И когда Памела из сновидения, вторя реальной слово в слово, отвергла своего мужа сто и один раз, его не существует, этого не может быть, Мервин оказался столь добродетелен, что помог, отбросив в сторону любовь и желание. Оставив за спиной плачущую Памелу (Ты посмел притащить это обратно сюда! — кричала она с верхнего этажа — из логова Саладина), Нервин, укутав Чамчу в овчину и одеяло, вёл его, ослабевшего, сквозь полумрак, к Шаандаар-кафе, обещая с наивной добротой: «Всё будет хорошо. Вот увидишь. Всё будет просто прекрасно».
Когда Саладин Чамча пробудился, память об этих словах наполнила его горьким ожесточением. Где Фаришта, думал он. Этот сукин сын: держу пари, с ним сейчас всё в порядке.
Это была мысль, которая вернула его к реальности, с экстраординарным результатом; через мгновение, однако, он принялся поджаривать другие идеи.
Я зло во плоти, подумал он. Он должен был столкнуться с этим. Так или иначе, это произошло, и это нельзя было отрицать. Я теперь не я, или — не только я. Я — воплощение несправедливости, ненависти, греха.
Почему? Почему я?
Какое зло он совершил — какую мерзость он может совершить?
За что он — он не смог избегнуть этого понятия — наказан? И, продолжив мысль, кем? (Я придержу язык.)

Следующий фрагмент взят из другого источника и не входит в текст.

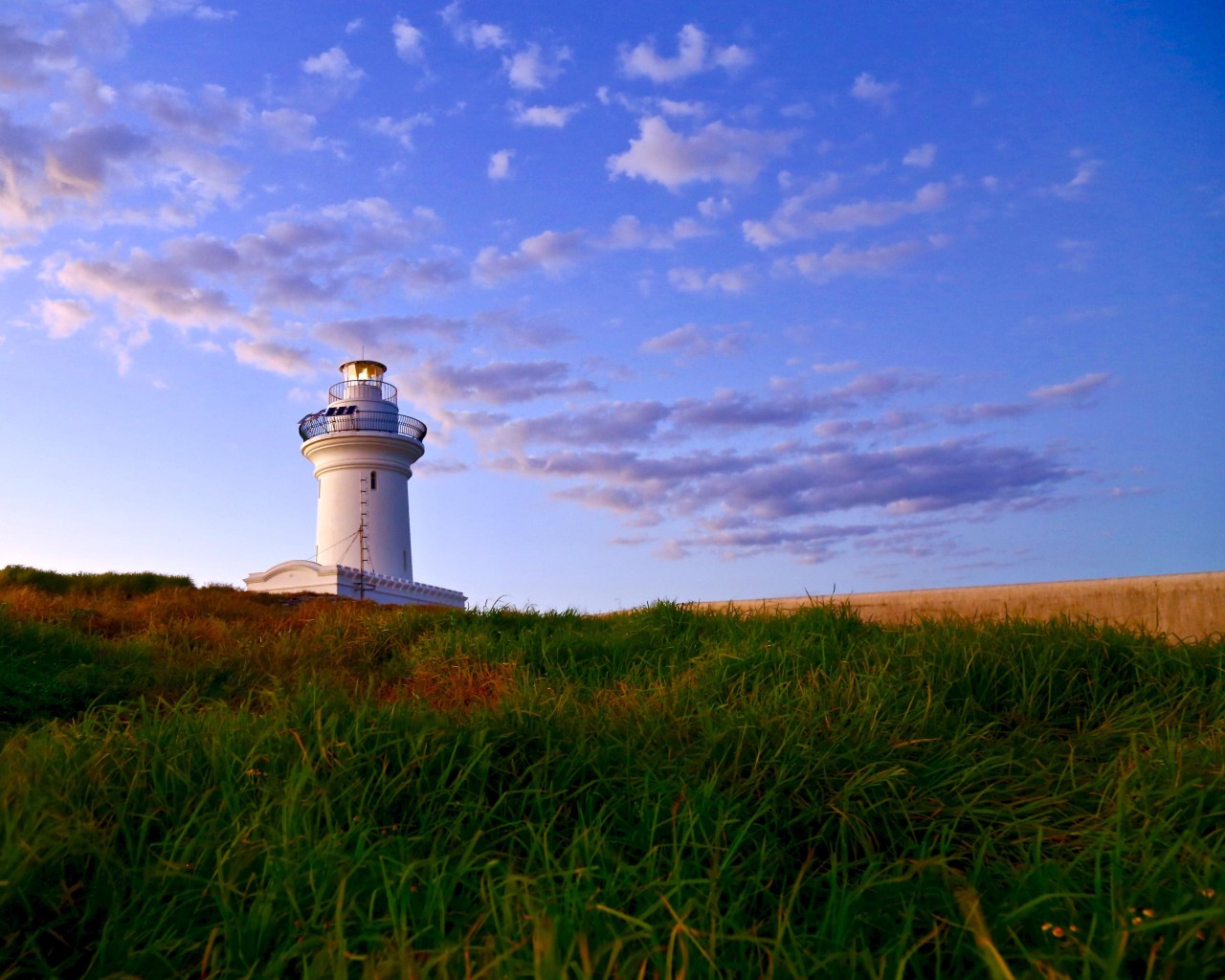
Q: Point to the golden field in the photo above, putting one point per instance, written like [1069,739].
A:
[1184,607]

Разве не следовал он собственным идеям относительно добра, разве не стремился заслуживать восхищения, посвятив всю свою волю, граничащую с одержимостью, завоеванию Англии? Разве не упорно он трудился, разве не избегал проблем, разве не стремился стать новым? Усердие, чистоплотность, умеренность, самодостаточность, доверие к себе, честность, семейная жизнь: чем было всё это, если не моральным кодексом? Его ли виной было то, что они с Памелой были бездетны? В ответе ли он за генетику? Не могло ли быть, в эти перевёрнутые годы, что он преследовался — судьбой, так он согласился называть агента преследования — именно за его стремление к «добру»? Что теперь такое стремление считается заблуждением, даже злом? Тогда как же жестока эта судьба, чтобы добиваться его отвержения самым миром, о котором он так решительно заботился! Как безжалостна, чтобы вышвырнуть его за ворота города, давно, как он полагал, принявшего его! Какая скупая в этом недальновидность — швырнуть его обратно на грудь его народа, от которого он столь долго чувствовал свою оторванность!